Atrás, algo fez Sam prender a respiração e Nicholas apertar o maxilar.
Eram escrituras.
Não eram rabiscos comuns. Linhas caóticas, entalhadas com força bruta na madeira, entrecruzavam-se em formas geométricas desconexas, símbolos que brilhavam sob a luz fraca. Alguns trechos estavam gravados com tanta fúria que ainda havia lascas de madeira penduradas. Algumas estavam escritas em tinta escura. Outras, arranhadas diretamente na superfície, sem o uso de qualquer ferramenta, mas sim de unhas humanas.
Acontece que não eram só símbolos.
Nicholas estreitou os olhos e analisou as inscrições. Havia um padrão ali, algo quase lógico no meio do caos. Frases repetidas, circulares, que conduziam a um ponto central, como um mapa, uma estrutura de pensamento oculta sob a loucura aparente. Todos os traços pareciam intencionais, como se seguissem um esquema que só fazia sentido para quem os escreveu.
Sam deu um passo para trás involuntariamente.
— Senhor…
Ele já tinha visto. Não precisava que Sam apontasse. O choque na voz do garoto apenas confirmou o óbvio.
Corpos.
Pendurados como marionetes sem vida, presos por grossas cordas que cortavam a carne onde apertavam os pulsos e os tornozelos. Não se tratava de esqueletos secos e esquecidos pelas intempéries. Ainda tinham carne, ressequida, esticada sobre ossos proeminentes, feito couro apodrecido. O envelhecimento não os consumiu completamente, mas os transformou em algo que não deveria existir.
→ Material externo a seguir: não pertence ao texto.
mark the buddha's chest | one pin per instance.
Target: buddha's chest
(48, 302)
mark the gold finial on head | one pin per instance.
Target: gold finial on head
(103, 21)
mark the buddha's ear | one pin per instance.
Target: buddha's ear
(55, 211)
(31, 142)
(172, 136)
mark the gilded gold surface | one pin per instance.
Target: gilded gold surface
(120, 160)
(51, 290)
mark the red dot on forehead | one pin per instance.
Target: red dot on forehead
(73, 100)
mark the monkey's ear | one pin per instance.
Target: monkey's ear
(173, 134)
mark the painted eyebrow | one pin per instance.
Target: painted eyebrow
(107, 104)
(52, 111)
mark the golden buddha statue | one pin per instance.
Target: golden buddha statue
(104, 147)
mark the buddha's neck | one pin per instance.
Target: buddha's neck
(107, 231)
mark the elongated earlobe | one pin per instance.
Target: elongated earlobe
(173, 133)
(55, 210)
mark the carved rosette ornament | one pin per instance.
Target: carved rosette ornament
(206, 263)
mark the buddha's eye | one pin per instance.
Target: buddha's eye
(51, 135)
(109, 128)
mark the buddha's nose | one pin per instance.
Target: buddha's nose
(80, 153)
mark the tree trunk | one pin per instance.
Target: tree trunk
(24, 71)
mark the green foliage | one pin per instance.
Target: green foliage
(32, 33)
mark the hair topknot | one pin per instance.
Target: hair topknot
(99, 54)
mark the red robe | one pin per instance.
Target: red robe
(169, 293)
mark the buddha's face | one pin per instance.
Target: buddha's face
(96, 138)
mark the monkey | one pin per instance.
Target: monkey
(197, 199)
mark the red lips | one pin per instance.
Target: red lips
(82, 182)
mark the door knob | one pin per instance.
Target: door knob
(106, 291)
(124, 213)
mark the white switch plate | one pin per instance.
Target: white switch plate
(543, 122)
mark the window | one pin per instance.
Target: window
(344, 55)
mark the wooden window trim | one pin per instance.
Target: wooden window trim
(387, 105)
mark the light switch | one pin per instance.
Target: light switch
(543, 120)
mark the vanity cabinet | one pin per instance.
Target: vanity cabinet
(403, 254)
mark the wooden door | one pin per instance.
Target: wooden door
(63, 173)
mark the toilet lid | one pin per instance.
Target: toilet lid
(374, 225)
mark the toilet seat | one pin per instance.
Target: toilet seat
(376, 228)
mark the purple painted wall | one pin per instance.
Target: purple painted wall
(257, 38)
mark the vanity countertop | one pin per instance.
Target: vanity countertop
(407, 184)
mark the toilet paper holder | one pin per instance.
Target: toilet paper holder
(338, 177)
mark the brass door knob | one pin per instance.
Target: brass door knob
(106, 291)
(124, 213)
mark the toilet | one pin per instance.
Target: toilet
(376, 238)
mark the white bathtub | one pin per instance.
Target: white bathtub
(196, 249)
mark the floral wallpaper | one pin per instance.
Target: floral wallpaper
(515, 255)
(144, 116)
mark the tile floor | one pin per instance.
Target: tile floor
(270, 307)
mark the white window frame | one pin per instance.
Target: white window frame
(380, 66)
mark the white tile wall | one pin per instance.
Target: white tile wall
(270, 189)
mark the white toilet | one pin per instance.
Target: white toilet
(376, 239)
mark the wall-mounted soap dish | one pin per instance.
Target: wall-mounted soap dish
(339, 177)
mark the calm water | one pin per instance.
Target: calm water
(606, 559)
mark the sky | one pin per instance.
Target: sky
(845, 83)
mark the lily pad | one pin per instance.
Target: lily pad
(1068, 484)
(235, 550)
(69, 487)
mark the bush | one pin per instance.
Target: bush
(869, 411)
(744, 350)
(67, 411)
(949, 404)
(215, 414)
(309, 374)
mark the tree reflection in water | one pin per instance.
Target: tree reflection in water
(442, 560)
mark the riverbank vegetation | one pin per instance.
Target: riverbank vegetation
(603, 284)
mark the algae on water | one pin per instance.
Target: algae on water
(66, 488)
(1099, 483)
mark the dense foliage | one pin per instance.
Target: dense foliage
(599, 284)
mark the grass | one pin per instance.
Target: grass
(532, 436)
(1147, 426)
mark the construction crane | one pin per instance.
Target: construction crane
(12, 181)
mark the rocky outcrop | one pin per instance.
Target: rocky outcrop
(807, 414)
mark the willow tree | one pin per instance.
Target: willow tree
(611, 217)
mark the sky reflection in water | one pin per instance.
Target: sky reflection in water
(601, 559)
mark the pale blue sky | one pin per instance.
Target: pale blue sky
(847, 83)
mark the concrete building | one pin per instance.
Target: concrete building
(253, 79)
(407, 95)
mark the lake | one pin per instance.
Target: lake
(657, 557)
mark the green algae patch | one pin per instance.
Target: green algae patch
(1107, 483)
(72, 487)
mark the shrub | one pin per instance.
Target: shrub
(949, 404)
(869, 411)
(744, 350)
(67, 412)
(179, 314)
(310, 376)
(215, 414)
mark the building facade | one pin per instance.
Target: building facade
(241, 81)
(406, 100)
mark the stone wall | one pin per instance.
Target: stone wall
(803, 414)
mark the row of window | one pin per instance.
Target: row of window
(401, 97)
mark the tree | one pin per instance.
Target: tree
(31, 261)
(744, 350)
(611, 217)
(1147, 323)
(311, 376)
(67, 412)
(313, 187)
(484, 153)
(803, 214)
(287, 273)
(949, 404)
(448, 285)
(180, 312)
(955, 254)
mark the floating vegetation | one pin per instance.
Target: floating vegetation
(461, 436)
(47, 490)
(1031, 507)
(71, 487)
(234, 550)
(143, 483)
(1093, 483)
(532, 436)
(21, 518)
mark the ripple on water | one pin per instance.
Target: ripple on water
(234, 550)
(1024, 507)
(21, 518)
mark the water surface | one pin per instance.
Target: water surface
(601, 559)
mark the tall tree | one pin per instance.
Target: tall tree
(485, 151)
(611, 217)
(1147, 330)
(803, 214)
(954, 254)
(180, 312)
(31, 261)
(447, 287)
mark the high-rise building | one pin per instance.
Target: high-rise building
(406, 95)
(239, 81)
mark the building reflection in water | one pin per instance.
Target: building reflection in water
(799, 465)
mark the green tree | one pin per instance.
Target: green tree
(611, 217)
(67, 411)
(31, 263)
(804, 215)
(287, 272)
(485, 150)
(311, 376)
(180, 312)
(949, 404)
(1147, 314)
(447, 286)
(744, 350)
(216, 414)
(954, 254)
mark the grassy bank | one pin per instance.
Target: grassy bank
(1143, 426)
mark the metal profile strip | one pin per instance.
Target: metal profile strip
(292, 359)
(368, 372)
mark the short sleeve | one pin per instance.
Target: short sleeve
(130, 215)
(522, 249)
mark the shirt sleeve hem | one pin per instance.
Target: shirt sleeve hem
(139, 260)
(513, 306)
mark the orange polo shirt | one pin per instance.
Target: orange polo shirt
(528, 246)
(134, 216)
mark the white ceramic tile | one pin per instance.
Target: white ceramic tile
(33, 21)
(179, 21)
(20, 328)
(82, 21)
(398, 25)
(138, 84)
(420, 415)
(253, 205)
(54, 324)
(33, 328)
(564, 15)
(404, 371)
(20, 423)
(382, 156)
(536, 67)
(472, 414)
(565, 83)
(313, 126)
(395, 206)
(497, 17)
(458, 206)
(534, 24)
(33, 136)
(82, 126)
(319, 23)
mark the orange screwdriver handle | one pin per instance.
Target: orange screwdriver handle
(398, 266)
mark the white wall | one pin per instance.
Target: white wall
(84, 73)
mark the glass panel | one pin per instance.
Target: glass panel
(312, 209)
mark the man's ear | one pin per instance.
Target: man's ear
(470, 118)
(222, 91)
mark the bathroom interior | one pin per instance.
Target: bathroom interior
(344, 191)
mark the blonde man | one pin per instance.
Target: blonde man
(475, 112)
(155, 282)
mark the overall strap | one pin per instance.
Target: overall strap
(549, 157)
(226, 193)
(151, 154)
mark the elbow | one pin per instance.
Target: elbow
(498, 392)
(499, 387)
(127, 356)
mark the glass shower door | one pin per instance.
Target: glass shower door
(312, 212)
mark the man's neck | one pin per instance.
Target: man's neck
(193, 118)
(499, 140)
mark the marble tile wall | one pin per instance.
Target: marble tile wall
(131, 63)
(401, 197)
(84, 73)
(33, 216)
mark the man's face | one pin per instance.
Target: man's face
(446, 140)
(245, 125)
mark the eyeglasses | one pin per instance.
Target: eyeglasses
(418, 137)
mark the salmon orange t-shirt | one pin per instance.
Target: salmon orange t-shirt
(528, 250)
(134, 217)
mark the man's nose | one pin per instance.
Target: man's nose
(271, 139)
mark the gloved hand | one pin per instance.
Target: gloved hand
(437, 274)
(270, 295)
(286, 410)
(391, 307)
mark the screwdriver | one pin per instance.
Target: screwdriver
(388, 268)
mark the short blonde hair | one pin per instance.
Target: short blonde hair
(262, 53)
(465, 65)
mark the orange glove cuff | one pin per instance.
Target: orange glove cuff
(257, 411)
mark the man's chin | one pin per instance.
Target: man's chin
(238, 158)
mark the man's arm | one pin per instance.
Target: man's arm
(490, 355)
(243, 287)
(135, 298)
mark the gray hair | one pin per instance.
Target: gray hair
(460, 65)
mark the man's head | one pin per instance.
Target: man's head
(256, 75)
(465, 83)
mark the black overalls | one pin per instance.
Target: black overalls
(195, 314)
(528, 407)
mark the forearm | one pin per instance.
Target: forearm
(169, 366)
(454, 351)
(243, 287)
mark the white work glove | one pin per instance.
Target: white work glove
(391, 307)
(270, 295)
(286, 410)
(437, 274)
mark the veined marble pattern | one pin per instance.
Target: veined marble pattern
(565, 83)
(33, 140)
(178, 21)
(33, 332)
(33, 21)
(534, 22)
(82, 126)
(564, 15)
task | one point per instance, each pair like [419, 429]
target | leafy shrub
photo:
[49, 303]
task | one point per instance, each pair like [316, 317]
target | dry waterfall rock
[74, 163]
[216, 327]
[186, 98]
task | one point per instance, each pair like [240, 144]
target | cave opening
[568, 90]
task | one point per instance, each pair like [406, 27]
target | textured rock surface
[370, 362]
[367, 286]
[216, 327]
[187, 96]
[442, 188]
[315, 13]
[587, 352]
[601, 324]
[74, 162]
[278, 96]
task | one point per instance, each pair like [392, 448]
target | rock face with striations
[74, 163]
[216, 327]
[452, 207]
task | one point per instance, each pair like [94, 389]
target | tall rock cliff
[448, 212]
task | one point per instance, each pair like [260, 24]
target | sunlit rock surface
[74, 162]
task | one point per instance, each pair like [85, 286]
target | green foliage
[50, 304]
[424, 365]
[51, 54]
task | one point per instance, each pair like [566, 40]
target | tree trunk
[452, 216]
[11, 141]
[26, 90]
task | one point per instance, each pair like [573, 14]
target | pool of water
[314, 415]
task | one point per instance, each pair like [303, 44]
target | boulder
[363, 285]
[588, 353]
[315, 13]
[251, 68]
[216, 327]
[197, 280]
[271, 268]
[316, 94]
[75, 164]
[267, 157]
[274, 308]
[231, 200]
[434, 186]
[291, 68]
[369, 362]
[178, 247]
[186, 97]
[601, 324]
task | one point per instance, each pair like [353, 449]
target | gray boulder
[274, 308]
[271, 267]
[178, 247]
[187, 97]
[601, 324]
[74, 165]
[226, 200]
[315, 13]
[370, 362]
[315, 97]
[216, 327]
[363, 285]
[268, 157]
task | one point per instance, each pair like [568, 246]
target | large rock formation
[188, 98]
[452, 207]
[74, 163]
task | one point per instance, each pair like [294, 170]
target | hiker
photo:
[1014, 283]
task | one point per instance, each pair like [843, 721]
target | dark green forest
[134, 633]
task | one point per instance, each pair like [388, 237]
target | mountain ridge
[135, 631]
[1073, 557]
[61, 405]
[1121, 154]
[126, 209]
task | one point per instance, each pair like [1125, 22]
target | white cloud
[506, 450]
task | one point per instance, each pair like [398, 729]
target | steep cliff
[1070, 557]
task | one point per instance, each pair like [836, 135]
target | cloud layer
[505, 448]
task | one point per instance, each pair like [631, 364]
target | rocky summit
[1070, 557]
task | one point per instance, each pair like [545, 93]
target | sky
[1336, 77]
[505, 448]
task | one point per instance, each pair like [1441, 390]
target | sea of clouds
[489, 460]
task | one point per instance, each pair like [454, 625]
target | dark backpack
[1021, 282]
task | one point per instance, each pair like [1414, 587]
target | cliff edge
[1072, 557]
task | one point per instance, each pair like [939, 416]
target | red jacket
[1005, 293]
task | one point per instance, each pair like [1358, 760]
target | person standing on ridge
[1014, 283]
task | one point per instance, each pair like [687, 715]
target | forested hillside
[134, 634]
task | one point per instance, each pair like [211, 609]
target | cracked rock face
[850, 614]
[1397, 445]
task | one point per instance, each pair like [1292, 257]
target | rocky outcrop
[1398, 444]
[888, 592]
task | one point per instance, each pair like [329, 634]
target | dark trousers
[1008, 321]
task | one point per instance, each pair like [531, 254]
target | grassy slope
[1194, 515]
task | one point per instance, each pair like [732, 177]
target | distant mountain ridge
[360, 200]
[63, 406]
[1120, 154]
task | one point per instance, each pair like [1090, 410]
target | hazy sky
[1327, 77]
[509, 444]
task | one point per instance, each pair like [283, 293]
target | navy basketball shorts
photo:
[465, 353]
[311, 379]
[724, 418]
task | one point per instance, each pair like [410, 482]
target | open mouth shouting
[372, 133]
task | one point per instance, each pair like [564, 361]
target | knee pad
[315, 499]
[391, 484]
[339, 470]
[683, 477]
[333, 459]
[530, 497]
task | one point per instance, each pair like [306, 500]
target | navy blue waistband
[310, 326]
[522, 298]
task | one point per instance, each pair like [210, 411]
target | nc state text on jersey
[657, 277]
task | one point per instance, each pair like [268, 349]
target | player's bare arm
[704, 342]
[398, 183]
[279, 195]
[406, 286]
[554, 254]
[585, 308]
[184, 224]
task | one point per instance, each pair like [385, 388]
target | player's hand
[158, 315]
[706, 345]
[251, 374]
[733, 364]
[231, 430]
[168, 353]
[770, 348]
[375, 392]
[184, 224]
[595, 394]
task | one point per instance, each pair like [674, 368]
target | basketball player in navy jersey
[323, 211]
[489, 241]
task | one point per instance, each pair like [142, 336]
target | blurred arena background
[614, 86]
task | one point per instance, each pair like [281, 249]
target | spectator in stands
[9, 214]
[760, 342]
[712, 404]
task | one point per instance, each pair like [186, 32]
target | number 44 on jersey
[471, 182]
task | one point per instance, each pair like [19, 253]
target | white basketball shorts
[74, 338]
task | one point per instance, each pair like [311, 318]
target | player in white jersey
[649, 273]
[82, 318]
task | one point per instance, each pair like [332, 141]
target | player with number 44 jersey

A pele escura e endurecida pelo ressecamento formava rugas sobre os músculos que já não cumpriam nenhuma função. As costelas estavam expostas, pressionadas contra a pele fina, e as bocas, abertas num último grito que jamais foi ouvido. As órbitas vazias, onde antes haviam olhos, os encaravam.
Nicholas não desviou o olhar. Caminhou até um dos corpos e ergueu a lanterna, examinando os detalhes. Marcas cobriam a pele, cortes profundos e padronizados. Eram os mesmos símbolos esculpidos na parede, entalhados diretamente na carne. Não foram feitos após a morte. O jeito como a pele cicatrizou indicava que essas pessoas – ou o que restou delas – ainda estavam vivas quando foram marcadas.
— Eles foram usados.
Olhou ao redor, deu um passo para trás e absorveu a cena de um ângulo mais amplo. As inscrições, a disposição dos corpos, o estado de conservação anormal. Algo naquela sala fez com que essas coisas ficassem mais preservadas do que deveriam estar. E, seja lá o que fosse, ainda poderia estar por ali.
— Puta merda. Espero que Emilly consiga encontrar algo.